What do these findings suggest? That telehealth can “stand alone and can be a sufficient form of care for many patients,” said Jackie Gerhart, chief medical officer of Epic Research, in an email.

“It was previously thought that telehealth visits might be used as an ‘interim’ visit, meaning that not everything could be covered by telehealth so the person would also need an in-person visit for evaluation and management,” Gerhart said. “This study shows that for most specialties, people aren’t needing an in-person visit to follow-up after a telehealth visit.”

Not all specialties had lower follow-up rates for telehealth than office visits, however. This includes ophthalmology; obstetrics and gynecology; podiatry; ear, nose and throat; dermatology; allergy; pediatric and internal medicine. Ophthalmology, obstetrics and gynecology and podiatry all had an at least 9% higher in-person follow-up rate after telehealth appointments than office appointments:

  • For ophthalmology, 30.52% of initial telehealth visits led to an in-person follow-up visit, while 21.37% of initial office visits led to an in-person follow-up visit.
  • For obstetrics and gynecology, 31.22% of initial telehealth visits led to an in-person follow-up visit, while 22.01% of initial office visits led to an in-person follow-up visit.
  • For podiatry, 41.35% of initial telehealth visits led to an in-person follow-up visit, while 28.77% of initial office visits led to an in-person follow-up visit.

In addition, all types of primary care — family medicine, pediatric and internal medicine — had follow-up rates for telehealth and office visits within two percentage points of each other, meaning there wasn’t a significant difference between the two options. Pediatrics and internal medicine had slightly higher follow-up rates for telehealth, while family medicine had a slightly higher follow-up rate for office visits.

There are some shortcomings with the research, Gerhart noted.

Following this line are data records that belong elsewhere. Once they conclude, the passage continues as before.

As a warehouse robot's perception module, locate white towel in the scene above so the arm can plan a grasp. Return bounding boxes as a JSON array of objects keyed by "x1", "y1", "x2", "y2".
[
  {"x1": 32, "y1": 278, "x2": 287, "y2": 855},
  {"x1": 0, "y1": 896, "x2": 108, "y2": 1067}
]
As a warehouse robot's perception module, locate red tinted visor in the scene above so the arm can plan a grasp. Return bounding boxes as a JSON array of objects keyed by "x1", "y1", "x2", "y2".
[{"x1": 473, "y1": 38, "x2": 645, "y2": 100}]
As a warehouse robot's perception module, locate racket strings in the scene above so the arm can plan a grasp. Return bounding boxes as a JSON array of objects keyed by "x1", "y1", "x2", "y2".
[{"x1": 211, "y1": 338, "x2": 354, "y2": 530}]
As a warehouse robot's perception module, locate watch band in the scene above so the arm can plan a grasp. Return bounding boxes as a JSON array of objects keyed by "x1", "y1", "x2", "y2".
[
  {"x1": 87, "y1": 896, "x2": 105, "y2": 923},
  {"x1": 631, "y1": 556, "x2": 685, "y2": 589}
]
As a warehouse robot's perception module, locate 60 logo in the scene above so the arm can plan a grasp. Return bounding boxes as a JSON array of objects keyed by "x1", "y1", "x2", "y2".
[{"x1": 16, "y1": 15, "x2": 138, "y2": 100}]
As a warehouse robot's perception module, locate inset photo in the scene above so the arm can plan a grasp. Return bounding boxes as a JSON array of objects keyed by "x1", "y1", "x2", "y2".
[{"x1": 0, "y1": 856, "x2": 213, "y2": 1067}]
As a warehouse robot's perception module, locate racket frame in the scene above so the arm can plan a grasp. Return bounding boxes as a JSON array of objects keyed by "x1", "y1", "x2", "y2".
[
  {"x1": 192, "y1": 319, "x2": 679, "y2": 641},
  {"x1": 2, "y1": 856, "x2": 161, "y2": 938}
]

“It’s possible that those using telehealth may have fewer or less complex concerns and therefore don’t need follow-up,” Gerhart stated. “Additionally, patients often self-select the way they would like to receive care; so, it may be that those who choose telehealth will prefer to have a follow-up telehealth visit, which we didn’t assess in this study. In future studies we will be looking at both the complexity of visits between telehealth and in-person care and the effect that insurance coverage has on telehealth utilization.”

How should different healthcare stakeholders respond to these findings? The government and policymakers should use them to “inform future regulatory and funding efforts that affect the adoption of telehealth services,” Gerhart said. For payers, these findings suggest that telehealth can be a sufficient way to provide care, something that should be considered when determining coverage. Health systems, meanwhile, should continue offering telehealth as it may be patients’ preferred way of receiving care, according to Gerhart.